Her husband, W. D.Rathuwadu fondly known as ‘Duggi’ or ‘Golden Duggi’ by Yasawathi is remembered as a mild and innocent person. His only blemish was his excessive drinking. But according to her he had not caused trouble anywhere. She also proclaimed that her love for him never ceased even though he drank. Their love story starts in the hallways of Pitigala Ananda Vidyalaya, while they were studying for their Advanced Levels, the same school their daughter attended years after.
Regardless of his short comings he had taken great pains in bringing up their only child. He had promised Yasawathi that he will bring their daughter up in a manner that one day she would bring great honour to her mother. But these are now just haunting memories of the past.
This incident is one that rocked an entire family and left would deep and sore, that nothing is ever likely to be ‘Normal’ in their lives again. The Grandmother of Chammi reels with guilt over the fact that she never was able to cook the meal she had intended for the family. Yasawathi explains that her mother was to cook a meal of Jak Fruit for Chammi since that was her favourite meal. The guilt further seeps into the skin of this ailing woman due to the fact that on that fateful night she was not there to protect her beloved granddaughter. Yasawathi explains “My mother who usually stays with my husband and daughter stayed with my sister that night because of her ailments.” To this day her mother refuses to consume anything and lies in bed idly meditating on that she could have done differently.

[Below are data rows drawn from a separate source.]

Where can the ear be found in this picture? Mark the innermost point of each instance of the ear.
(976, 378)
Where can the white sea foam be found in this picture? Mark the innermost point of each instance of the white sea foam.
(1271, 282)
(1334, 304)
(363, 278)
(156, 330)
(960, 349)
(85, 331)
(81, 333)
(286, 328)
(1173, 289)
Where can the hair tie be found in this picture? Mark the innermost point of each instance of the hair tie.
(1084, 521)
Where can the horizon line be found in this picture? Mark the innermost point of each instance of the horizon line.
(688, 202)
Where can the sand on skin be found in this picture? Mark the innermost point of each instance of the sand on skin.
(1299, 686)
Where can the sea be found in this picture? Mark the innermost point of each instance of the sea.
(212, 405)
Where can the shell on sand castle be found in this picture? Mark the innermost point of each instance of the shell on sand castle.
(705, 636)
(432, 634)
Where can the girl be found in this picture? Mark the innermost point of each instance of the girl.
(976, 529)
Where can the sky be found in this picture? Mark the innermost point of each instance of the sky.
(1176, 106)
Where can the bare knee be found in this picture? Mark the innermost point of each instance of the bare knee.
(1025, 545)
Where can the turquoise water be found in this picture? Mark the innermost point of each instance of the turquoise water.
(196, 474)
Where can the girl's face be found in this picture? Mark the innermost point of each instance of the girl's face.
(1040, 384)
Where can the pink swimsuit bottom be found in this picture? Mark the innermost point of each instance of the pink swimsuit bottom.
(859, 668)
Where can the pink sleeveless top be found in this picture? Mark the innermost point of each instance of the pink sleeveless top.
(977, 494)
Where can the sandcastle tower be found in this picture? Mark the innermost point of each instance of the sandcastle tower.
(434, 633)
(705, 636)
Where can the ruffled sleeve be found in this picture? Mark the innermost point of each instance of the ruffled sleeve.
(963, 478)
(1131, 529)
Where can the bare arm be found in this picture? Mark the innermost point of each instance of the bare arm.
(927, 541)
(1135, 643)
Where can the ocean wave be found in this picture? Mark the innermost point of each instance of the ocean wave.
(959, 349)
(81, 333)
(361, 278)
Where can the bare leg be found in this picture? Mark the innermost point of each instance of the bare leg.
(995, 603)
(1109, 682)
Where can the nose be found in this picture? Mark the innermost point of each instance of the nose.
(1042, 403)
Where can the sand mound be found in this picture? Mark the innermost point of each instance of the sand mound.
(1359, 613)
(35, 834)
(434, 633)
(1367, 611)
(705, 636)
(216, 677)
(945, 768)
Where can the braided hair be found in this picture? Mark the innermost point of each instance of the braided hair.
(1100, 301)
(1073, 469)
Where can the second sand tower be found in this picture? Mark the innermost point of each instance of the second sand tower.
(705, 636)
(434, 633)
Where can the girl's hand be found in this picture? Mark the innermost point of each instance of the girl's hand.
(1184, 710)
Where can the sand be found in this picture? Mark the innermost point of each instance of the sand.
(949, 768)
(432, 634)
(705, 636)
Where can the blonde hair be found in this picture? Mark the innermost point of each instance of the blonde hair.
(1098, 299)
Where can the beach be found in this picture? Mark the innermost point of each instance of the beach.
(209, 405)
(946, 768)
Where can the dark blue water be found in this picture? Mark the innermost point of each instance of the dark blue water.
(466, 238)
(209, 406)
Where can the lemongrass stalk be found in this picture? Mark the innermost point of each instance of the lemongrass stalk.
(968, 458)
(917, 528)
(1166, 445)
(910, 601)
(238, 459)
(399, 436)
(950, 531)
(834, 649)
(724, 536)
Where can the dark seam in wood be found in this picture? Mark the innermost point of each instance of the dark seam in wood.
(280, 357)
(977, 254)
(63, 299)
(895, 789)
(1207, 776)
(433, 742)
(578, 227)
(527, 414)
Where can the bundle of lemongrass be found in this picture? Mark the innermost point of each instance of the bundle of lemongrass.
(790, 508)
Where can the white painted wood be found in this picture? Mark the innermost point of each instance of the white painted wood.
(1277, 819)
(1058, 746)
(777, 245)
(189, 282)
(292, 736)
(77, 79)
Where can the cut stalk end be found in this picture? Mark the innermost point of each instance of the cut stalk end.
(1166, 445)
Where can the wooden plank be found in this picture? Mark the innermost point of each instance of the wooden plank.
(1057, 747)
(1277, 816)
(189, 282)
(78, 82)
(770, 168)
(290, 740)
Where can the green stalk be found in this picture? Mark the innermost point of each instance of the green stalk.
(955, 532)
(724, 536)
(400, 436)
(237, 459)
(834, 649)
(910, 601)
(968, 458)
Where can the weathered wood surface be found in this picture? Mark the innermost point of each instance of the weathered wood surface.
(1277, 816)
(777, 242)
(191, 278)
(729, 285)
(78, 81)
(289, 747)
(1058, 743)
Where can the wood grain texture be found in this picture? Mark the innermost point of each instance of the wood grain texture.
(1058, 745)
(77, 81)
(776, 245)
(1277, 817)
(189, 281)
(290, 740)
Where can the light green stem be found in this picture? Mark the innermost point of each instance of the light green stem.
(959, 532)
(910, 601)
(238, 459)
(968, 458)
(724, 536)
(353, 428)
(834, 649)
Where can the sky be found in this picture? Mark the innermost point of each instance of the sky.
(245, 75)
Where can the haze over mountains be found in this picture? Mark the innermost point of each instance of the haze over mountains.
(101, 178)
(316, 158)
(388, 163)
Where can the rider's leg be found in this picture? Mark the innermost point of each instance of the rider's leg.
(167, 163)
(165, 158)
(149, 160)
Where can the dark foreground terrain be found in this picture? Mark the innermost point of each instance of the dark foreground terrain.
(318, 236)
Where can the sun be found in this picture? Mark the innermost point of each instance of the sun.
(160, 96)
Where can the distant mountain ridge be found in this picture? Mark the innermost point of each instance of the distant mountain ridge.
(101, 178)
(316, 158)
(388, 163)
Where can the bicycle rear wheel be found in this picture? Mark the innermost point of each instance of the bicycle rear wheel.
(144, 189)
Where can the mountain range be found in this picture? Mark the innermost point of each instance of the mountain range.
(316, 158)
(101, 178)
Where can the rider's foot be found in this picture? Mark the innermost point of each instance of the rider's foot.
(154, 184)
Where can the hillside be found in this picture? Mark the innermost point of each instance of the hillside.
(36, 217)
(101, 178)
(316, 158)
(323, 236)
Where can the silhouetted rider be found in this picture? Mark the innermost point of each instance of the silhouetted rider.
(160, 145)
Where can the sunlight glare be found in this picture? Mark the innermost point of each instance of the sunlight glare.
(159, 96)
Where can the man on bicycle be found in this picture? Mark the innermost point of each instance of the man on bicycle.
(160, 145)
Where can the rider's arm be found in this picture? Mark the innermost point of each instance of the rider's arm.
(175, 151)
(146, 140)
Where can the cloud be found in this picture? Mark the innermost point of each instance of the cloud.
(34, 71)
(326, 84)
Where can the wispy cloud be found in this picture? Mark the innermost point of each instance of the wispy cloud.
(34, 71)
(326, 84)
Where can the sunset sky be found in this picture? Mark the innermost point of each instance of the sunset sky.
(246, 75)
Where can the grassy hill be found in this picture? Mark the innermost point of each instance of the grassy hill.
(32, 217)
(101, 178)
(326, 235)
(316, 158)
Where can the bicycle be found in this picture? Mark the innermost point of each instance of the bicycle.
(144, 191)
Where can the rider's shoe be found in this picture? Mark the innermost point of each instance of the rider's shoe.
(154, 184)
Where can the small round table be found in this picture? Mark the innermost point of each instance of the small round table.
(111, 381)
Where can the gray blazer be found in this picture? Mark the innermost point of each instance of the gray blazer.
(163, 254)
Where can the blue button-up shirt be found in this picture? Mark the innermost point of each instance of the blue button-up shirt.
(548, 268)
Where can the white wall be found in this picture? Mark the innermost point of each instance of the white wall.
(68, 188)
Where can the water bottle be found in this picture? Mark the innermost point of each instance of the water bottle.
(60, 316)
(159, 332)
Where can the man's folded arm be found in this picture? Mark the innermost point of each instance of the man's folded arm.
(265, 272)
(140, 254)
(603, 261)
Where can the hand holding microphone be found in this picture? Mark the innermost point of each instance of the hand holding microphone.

The root cause for this murder is still unknown. Given that no valuables were missing from the house or the shop and with no evidence of sexual abuse towards Chammi Madushani, one is stuck at the crossroads trying to figure out the root cause behind this double murder.
‘I promised my husband and my daughter that I would not rest until I find out who did this to them. I want to hear it from the murderer’s own mouth why he killed my innocent child and my golden Duggy,’ she says.
The Pitigala police stated that investigations are still being conducted on this case. The wind will carry this story on but hopefully the murderers will be found and punished for their actions soon.
“Cruel with guilt, and daring with despair, the midnight murderer bursts the faithless bar; invades the sacred hour of silent rest and leaves, unseen, a dagger in your breast.” Said Samuel Johnson; just as he said the murderers have invaded the silence of the happy family and replaced it with sighs of longings and despair.